Digital humanities has brought on a wave of network analyses of popular books and movies. When applied to fiction, this can show fans how the characters they love connect and cluster together. I decided to visualize characters in the Lord of the Rings, one of my favorite bodies of work, using data from the books assembled by José Calvo Tello. Being more familiar with the movies than the books, I was curious to see how the character network aligned with my expectations.
I first explored other analyses of characters in works of fiction, including Marvel superheroes and Star Wars characters. The analysis of Star Wars by Evelina Gabasova was helpful in showing the value of a network analysis for a story with a manageable number of characters, although I found myself wishing for more labeling of the minor characters in the network visualization:
I then looked at this analysis of Lord of the Rings by Alon Cohen. The data represents links in the Lord of the Rings wiki (each edge is a link from one character’s wiki page to another):
While valuable, I was more interested in how the characters connect in the source text. I then found the Lord of the Rings analysis by José Calvo Tello, which used text analysis to create tables of characters (nodes) and connections when two characters appear in the same paragraph (edges). The nodes table also includes data such as character species, which makes the resulting network particularly interesting:
To visualize the data, I used Gephi, a popular and powerful software for network analysis and visualization. The data was provided as a nodes table and edges table, and after a minor edit to the column headers, it imported to Gephi easily.
First, I added labels:
This showed that the nodes included more than just characters. I then filtered to only nodes with type “person”, omitting groups and places:
I then experimented with layout, and found that I needed to adjust the repulsion and attraction strength:
I eventually settled on the ForceAtlas layout, with repulsion and attraction set to space the characters in a readable format:
I then experimented with size, opting to size by the frequency of that character’s appearances, with a minimum size so the smallest nodes would be visible.
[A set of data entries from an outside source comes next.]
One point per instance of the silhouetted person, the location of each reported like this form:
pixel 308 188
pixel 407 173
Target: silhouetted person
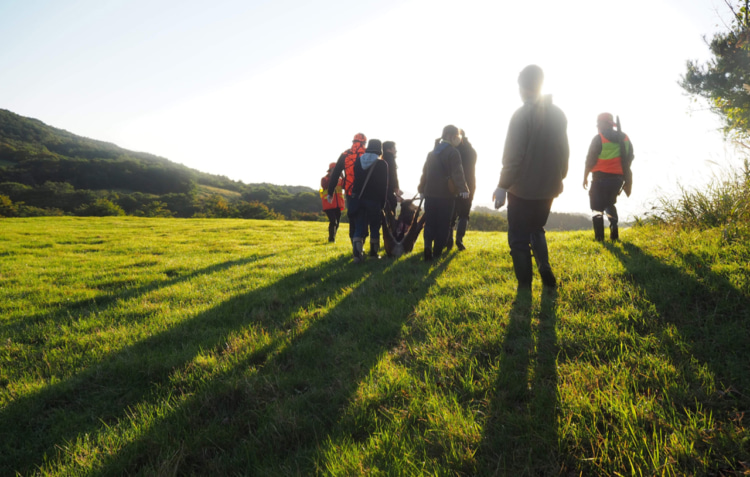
pixel 345 164
pixel 442 180
pixel 368 199
pixel 611 174
pixel 462 209
pixel 535 162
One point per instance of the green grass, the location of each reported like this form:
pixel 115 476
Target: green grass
pixel 227 347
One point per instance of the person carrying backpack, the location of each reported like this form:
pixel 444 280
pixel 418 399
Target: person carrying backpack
pixel 332 209
pixel 345 164
pixel 368 199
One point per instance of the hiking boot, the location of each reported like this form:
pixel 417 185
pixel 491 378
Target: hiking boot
pixel 598 221
pixel 357 250
pixel 374 247
pixel 522 269
pixel 548 278
pixel 614 233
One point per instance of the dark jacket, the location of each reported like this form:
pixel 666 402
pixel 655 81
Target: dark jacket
pixel 377 186
pixel 535 158
pixel 595 149
pixel 468 162
pixel 392 172
pixel 443 162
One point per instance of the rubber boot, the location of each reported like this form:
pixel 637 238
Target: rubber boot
pixel 541 256
pixel 357 246
pixel 374 247
pixel 598 227
pixel 460 232
pixel 449 242
pixel 523 270
pixel 614 232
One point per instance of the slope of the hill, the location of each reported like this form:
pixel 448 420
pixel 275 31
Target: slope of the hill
pixel 196 347
pixel 45 170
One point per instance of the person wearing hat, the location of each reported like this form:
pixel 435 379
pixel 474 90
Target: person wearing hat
pixel 608 160
pixel 333 208
pixel 345 164
pixel 535 162
pixel 441 182
pixel 368 199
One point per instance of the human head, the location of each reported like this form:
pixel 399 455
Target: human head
pixel 452 135
pixel 389 146
pixel 605 121
pixel 530 82
pixel 375 147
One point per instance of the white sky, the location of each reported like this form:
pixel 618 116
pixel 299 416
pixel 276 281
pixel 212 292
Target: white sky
pixel 273 91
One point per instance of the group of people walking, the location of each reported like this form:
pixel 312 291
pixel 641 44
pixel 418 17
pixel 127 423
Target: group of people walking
pixel 534 164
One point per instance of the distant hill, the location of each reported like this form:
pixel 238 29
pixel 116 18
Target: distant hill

Finally, I applied color, experimenting with modularity and the attributes in the nodes table, and added a thematic font for the labels.
This resulted in three graphs. First, the character network using a single color:
This clearly shows the main characters as the largest and most central nodes, with Frodo as the largest. The nine characters of the Fellowship (Frodo, Sam, Merry, Pippin, Gandalf, Aragorn, Boromir, Legolas, Gimli) are generally the largest and most central, although others like Bilbo, Elrond, Sauron, and Saruman are also near the center.
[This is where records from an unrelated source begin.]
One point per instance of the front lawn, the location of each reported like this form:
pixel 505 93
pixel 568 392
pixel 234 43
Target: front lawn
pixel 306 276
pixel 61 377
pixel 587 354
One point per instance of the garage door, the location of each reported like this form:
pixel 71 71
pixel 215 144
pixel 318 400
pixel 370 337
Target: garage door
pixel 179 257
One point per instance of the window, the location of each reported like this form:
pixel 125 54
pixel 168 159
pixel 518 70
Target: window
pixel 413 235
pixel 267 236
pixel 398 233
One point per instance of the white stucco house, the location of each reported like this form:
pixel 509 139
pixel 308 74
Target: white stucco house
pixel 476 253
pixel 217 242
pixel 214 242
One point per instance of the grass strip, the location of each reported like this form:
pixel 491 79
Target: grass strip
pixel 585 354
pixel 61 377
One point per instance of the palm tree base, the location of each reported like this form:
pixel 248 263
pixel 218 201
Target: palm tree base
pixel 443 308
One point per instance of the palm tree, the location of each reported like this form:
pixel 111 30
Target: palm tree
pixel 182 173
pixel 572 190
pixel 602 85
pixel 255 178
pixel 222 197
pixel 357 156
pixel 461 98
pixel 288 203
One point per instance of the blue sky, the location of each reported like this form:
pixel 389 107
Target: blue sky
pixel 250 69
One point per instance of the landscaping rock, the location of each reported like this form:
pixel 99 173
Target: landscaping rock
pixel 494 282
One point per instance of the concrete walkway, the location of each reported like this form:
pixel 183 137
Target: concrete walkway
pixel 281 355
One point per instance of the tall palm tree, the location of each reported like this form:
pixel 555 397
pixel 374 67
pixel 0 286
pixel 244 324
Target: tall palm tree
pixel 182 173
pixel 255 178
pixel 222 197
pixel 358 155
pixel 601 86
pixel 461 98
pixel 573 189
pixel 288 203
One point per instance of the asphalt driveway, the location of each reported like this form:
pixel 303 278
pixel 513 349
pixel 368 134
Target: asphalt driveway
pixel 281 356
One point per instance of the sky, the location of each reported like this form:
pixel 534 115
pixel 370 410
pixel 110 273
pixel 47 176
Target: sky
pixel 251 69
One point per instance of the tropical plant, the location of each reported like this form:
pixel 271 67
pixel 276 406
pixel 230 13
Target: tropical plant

The average degree is 20.9 (meaning each character is connected to 21 characters on average). Frodo, Gandalf, and Aragorn have the highest degree (38 each), and highest closeness centrality (0.91). Frodo has by far the highest betweenness centrality (84.7) followed by Aragorn (44.8).
We also see minor characters clustered together as we would expect, such as the dwarven leaders in the bottom right and the leaders of Rohan in the top right.
When we color by species, as the original author did, we see that characters generally connect most closely with characters of the same species, aligning with how Middle Earth society is structured:
And the hobbits (purple) are at the center, while the humans (green) and dwarves (orange) form distinct communities and the elves (blue) are more intermingled. The closest relationship between a dwarf and elf is Gimli and Legolas, as we would expect. We also see that there is only one orc character included (Gorbag).
Coloring by gender also provides insights:
We see how few female (green) characters there are, as we would expect, and that they are generally minor characters. This does not correspond to the character’s importance in the world: Galadriel, one of the most powerful beings in Middle Earth, is one of the smallest nodes.
These graphs generally align with what one might guess based on knowledge of the movies or books. As someone more familiar with the movies, they contain no major surprises, but show how many characters were cut out in the film adaptation.
One major limitation is that the data only includes co-appearances of character names in the same paragraph. While the author has accounted for different versions of names, there is no accounting for pronouns or other times when a character is referred to without its name (e.g. “the wizard” instead of “Gandalf”). This could bias the data against the more frequent characters which might be more likely to be referenced this way. Another limitation is using paragraphs as the unit of analysis. An interesting direction for future analysis would be to use the movies’ scripts to see how often characters reference one another.